Joint ventures are a way to transcend these hurdles through partnership. In developing economies, assuming a host and a guest comprise the partnership, the host sees local needs the clearest and is most likely to navigate the attendant opportunities effectively. The guest brings other assets to the table, presumably product technology, experience, reputation, capital resources, and established market presence. Both parties have important intelligence and resources to share, and both stand to gain significantly from the venture. Joint ventures in developing markets imply a lot of things-short-term profit is not among them.

Epochal Nearsightedness
As the millennium approaches strategic plans have been curiously short in view. I think popular emphases on growth and quarterly performance figures as fundamental drivers of corporate strategy have done much to distract business from a long view-particularly in developed countries and most particularly in the U.S. A range of three to five years is common, yet this horizon fails to accommodate much more than logistical support.

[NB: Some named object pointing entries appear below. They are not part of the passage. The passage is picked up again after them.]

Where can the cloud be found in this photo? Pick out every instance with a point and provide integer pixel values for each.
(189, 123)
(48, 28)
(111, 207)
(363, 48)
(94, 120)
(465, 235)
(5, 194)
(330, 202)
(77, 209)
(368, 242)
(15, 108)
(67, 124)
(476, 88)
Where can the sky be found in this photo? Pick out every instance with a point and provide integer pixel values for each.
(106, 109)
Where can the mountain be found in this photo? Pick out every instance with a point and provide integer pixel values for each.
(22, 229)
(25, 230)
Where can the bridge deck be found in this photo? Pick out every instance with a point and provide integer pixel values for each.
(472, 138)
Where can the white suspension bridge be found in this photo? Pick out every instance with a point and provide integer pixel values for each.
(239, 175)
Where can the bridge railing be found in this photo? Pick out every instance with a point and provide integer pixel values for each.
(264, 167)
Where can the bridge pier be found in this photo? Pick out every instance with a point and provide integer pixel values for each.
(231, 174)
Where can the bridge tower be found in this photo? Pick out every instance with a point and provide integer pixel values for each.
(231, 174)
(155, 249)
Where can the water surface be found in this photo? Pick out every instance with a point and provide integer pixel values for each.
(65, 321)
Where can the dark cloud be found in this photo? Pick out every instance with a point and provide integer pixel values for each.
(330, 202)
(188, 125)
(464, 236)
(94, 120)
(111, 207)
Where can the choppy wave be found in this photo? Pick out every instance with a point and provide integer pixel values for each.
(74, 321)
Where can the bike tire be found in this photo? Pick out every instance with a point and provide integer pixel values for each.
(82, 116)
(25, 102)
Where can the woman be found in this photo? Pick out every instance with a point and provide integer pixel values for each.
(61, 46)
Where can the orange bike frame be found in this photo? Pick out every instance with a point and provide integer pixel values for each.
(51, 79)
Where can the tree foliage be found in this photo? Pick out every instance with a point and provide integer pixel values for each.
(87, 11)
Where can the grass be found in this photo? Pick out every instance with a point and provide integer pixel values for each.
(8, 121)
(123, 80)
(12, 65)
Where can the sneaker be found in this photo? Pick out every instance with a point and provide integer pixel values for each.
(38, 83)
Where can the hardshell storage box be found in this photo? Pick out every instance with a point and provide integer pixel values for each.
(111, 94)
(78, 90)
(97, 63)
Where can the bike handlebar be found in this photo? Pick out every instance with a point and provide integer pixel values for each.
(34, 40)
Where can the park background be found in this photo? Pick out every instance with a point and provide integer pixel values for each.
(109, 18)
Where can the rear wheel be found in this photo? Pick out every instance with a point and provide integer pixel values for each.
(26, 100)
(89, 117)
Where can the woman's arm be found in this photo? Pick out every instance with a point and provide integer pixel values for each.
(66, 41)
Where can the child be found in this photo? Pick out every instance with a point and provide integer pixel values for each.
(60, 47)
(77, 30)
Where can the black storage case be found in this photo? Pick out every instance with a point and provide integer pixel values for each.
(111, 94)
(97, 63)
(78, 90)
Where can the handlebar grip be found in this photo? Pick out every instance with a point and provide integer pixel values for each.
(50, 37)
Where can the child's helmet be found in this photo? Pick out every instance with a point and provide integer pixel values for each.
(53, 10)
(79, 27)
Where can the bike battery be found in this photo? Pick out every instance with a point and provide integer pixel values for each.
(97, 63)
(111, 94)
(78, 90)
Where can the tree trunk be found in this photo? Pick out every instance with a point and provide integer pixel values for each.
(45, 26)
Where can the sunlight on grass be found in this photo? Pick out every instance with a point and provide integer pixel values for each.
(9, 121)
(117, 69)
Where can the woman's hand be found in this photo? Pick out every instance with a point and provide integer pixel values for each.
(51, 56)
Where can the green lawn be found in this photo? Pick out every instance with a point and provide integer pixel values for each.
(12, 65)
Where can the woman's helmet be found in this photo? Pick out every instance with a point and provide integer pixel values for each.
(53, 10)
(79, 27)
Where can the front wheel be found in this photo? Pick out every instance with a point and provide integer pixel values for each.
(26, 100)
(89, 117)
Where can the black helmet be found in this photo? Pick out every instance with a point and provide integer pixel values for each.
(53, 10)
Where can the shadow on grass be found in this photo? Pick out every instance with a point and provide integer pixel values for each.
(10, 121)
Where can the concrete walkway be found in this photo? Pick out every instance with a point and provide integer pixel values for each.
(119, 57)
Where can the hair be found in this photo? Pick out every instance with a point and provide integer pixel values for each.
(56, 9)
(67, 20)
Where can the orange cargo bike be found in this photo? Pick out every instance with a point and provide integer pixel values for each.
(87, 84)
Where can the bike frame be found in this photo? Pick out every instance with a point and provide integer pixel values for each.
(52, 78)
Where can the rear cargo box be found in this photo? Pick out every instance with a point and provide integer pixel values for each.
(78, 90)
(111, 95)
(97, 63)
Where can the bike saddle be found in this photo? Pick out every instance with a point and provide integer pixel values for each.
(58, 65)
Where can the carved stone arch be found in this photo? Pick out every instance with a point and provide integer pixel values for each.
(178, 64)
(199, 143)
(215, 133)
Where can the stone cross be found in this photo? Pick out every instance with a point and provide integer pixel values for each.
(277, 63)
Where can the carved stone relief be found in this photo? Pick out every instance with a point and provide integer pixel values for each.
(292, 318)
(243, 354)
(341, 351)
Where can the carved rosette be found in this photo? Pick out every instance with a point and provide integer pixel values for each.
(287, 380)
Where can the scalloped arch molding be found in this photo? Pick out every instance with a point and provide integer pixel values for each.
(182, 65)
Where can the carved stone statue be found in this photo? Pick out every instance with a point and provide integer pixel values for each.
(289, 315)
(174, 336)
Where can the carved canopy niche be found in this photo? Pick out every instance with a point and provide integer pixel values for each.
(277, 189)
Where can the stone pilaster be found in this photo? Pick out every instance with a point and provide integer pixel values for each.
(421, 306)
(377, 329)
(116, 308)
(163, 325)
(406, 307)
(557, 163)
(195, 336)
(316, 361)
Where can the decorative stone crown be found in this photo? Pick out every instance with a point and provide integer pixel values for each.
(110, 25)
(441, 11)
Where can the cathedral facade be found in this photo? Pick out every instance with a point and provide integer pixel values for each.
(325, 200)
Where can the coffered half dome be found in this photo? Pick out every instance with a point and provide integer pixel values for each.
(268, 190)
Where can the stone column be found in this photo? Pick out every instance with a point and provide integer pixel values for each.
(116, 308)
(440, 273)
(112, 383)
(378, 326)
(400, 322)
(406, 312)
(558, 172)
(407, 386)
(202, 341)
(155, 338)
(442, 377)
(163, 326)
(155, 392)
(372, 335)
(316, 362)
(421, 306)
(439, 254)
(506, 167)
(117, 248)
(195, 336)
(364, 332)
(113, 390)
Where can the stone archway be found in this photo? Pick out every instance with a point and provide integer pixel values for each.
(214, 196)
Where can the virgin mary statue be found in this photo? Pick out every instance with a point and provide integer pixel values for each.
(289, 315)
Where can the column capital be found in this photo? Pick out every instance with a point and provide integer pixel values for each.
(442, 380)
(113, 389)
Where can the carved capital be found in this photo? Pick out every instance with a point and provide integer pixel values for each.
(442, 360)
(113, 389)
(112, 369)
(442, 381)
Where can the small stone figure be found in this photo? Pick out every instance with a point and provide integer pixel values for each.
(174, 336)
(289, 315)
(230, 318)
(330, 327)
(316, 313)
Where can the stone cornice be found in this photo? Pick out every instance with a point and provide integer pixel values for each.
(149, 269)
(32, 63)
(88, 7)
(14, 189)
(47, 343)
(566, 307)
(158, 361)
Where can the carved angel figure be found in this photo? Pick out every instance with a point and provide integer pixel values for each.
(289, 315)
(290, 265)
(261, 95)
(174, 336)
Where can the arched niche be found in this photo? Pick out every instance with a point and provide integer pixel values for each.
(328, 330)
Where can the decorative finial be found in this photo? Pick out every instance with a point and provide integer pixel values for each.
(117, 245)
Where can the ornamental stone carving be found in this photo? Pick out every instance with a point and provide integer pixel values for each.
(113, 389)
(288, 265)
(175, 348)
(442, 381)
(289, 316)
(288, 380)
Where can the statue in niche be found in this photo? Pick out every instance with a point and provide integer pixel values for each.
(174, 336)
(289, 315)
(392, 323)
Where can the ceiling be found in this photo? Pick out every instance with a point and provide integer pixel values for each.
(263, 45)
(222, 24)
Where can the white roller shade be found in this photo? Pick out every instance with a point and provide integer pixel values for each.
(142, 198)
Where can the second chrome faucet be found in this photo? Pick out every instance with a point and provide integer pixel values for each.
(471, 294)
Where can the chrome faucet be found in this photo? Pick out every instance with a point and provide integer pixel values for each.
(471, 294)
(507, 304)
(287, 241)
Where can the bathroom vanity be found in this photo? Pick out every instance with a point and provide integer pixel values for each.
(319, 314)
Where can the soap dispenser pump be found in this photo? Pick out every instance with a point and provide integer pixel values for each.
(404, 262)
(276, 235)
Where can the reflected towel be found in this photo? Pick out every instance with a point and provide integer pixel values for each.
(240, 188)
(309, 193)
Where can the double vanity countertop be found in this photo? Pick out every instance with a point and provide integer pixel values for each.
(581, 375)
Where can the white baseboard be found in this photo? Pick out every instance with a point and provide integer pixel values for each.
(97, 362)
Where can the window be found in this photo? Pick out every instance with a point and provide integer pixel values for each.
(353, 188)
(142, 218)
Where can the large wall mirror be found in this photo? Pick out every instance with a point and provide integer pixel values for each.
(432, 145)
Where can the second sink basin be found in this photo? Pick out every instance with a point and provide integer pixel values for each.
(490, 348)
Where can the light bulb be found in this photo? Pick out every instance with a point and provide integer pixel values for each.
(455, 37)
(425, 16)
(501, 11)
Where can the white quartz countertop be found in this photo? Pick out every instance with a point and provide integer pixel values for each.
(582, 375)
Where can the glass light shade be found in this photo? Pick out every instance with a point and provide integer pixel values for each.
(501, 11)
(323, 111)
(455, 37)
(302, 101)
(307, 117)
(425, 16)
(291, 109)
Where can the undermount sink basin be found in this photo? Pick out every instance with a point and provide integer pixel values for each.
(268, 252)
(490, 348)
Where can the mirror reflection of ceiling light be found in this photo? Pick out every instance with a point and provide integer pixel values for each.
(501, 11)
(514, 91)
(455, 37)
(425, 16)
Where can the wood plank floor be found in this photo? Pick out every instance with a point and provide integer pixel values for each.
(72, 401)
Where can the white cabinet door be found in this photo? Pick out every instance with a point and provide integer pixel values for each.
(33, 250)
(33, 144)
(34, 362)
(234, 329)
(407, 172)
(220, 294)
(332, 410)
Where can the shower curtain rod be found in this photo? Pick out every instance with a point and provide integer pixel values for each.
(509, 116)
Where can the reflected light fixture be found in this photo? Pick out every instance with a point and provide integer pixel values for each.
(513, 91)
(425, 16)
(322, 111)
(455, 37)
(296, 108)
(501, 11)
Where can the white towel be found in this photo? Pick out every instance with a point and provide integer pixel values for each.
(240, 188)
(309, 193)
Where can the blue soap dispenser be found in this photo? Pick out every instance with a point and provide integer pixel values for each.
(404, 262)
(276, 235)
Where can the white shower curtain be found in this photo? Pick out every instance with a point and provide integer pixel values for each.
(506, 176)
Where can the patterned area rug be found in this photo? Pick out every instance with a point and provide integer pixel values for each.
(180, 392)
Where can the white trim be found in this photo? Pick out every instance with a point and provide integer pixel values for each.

In today's heady environment, firms are meeting their objectives, but will they continue to do so or might they become victims of their own success? From an employee perspective, the planning span is but a sliver of one's full potential-insufficient to effectively nurture talent for career-long productive relationship. The year 2000 problem infers difficulty of a more pragmatic nature. Existing since the dawn of business computing, the concern of recording year dates with only two digits received little visibility until 1996. Seemingly, problems beyond a four-year window cannot yet be big ones-odd that we plan for shorter periods than we borrow for.

Cursed Incrementalism
Short planning windows do little to instill broad understanding of market and technology dynamics. Boldness in the march for quarterly figures is usually not much more than trimmed staffing and expenses and restructuring. Operationally, most decisions center on process tweaking. Little initiatives yielding little successes are habit-forming, but continuously pursuing little gains can sometimes over- look larger fundamentals.

Markets change profoundly when a new player captures the market with significantly better and/or cheaper product. Sometimes economies just go sour for a while. At that point there is a tendency to copy competition. Imitation may be flattery, but it is not the same as understanding. The likely risk is that tweaking and reacting chase local optimums at the expense of global ones.

Go Not Lightly
Entering new markets, particularly in wholly new geographic regions, does not lend itself to timidity. Weak efforts fail, but not before money is spent. Serious ventures deserve the foresight and planning to understand the prerequisites to success. Particularly in the framework of business partnerships where extensive investment human and capital resources is involved, a visible resolve to succeed together does much to support a continuing relationship. The strength of a partnership is as evident in the marketplace as it is among its employees. As with any competitive business, continued success hinges upon the strength of every individual in its workforce. People are the central resource, and education plays a central role in preparing them.

Ideal Constraints
Global ventures and distance education go hand-in-hand. Integrated global operation is dependent upon the ability to communicate and work effectively at distance and across boundaries. One might take a look-ahead perspective and postulate what tools and methods will evolve from current technologies and practices in business and education. This scenario should work for the near term, but such forecasting may be a distraction.

A more interesting consideration is to assume that technology will serve all future communications needs-whether strategy and operations, or teaching and learning. Now one can get past evolutionary details and ponder ideal structures for global business, virtual enterprise, and education. This may mean looking way ahead, but it does center thought on what is desired rather than on what is possible. What needs exist for education?

If you are planning for one year, grow rice.
If you are planning for 20 years, grow trees.
If you are planning for centuries, grow men.